As the patient engagement juggernaut gathers pace, the National eHealth Collaborative has recently weighed in with a Patient Engagement Framework
This is set out in a very simple and useful tabular format and highlights the symptom checker as key tool to engage the patient. Significantly, it includes the tool under the "Engage Me" column supporting “engage and attract” and “retain and interact” activities.
This really shows how the movement has matured from believing that the patient could be informed by just providing a depositary of information but no real means of making sense of it. Now, the proponents of patient engagement realize that an engaged patient must also be an informed and empowered patient and tools must be provided to the patient to help them make sense of the information. Personally, I have always believed that helping the patient to research their own diagnosis with tools, like a powerful symptom checker, elevates the whole patient engagement movement another few notches. It really is crossing the Rubicon as it encourages patients to engage in the crucial but rarefied domain of formulating a differential diagnosis and clinical reasoning.
Since the patient is an expert on their symptoms, why shouldn’t they be encouraged to do this?
As the Framework also states, the provision of a symptom checker is aligned with Stage 1 of Meaningful Use.
In addition, the Bipartisan Policy Center’s recent report, Improving Quality and Reducing Costs in Health Care: Engaging Consumers Using Electronic Tools found that engaging consumers more fully in their own health and healthcare not only improves the experience of care for patients and their families, but also improves the quality and cost effectiveness of care.
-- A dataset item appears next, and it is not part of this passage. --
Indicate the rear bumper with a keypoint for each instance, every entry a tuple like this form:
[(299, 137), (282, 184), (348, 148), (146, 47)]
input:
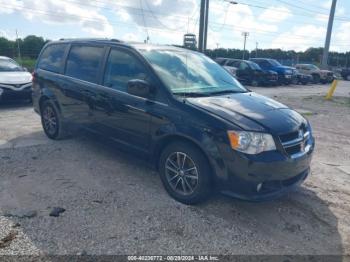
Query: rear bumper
[(14, 93)]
The new Accountable Care Organisations and those participating in Patient Centered Medical Home would be well advised to read these documents and make sure that they are offering these tools to their patients.
Lastly some fascinating results from the latest Pew Research survey. They now call those who search online for health information “online diagnosers”.
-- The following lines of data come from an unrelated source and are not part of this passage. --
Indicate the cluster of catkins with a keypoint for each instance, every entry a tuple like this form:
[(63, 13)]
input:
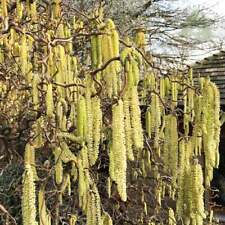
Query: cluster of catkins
[(68, 101)]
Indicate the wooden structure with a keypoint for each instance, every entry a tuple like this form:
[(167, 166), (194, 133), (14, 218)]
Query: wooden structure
[(214, 67)]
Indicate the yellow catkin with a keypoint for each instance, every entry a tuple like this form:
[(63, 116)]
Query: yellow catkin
[(97, 125), (128, 128), (24, 56), (118, 150), (58, 166), (171, 219), (33, 11), (136, 120), (90, 131), (84, 178), (44, 217), (35, 91), (28, 197), (148, 124), (94, 207), (4, 8), (81, 118), (19, 10), (49, 101), (106, 219), (94, 51), (29, 158)]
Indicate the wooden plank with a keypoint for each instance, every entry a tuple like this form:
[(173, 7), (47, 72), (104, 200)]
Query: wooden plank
[(209, 70)]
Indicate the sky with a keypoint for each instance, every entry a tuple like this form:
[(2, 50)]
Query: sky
[(218, 7)]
“When asked if the information found online led them to think they needed the attention of a medical professional, 46% of online diagnosers say that was the case. Thirty‐eight percent of online diagnosers say it was something they could take care of at home and 11% say it was both or in‐between.
When we asked respondents about the accuracy of their initial diagnosis, they reported:
- 41% of online diagnosers say a medical professional confirmed their diagnosis. An additional 2% say a medical professional partially confirmed it.
- 35% say they did not visit a clinician to get a professional opinion.
- 18% say they consulted a medical professional and the clinician either did not agree or offered a different opinion about the condition.
- 1% say their conversation with a clinician was inconclusive.”
It seems that patients are using tools like the symptom checker sensibly and going to see their doctor in almost half the occasions that they do search. Also very impressive is their accuracy rate of 41%-not bad for totally untrained lay people!
It seems increasingly obvious that the patients are a vast, untapped resource for healthcare professionals. Provided with the appropriate tools, like a symptom checker, the patients could be doing a lot of useful work before they even arrive at the consultation. Rather than complaining about patients coming in with lists or print outs, doctors should be channeling their patients' energy and motivation into saving them time and making the consultation more productive and, therefore, satisfying.
The USA today covered the Pew Research and asked their readers whether they “turn to the internet for medical diagnoses”. 85% answered yes!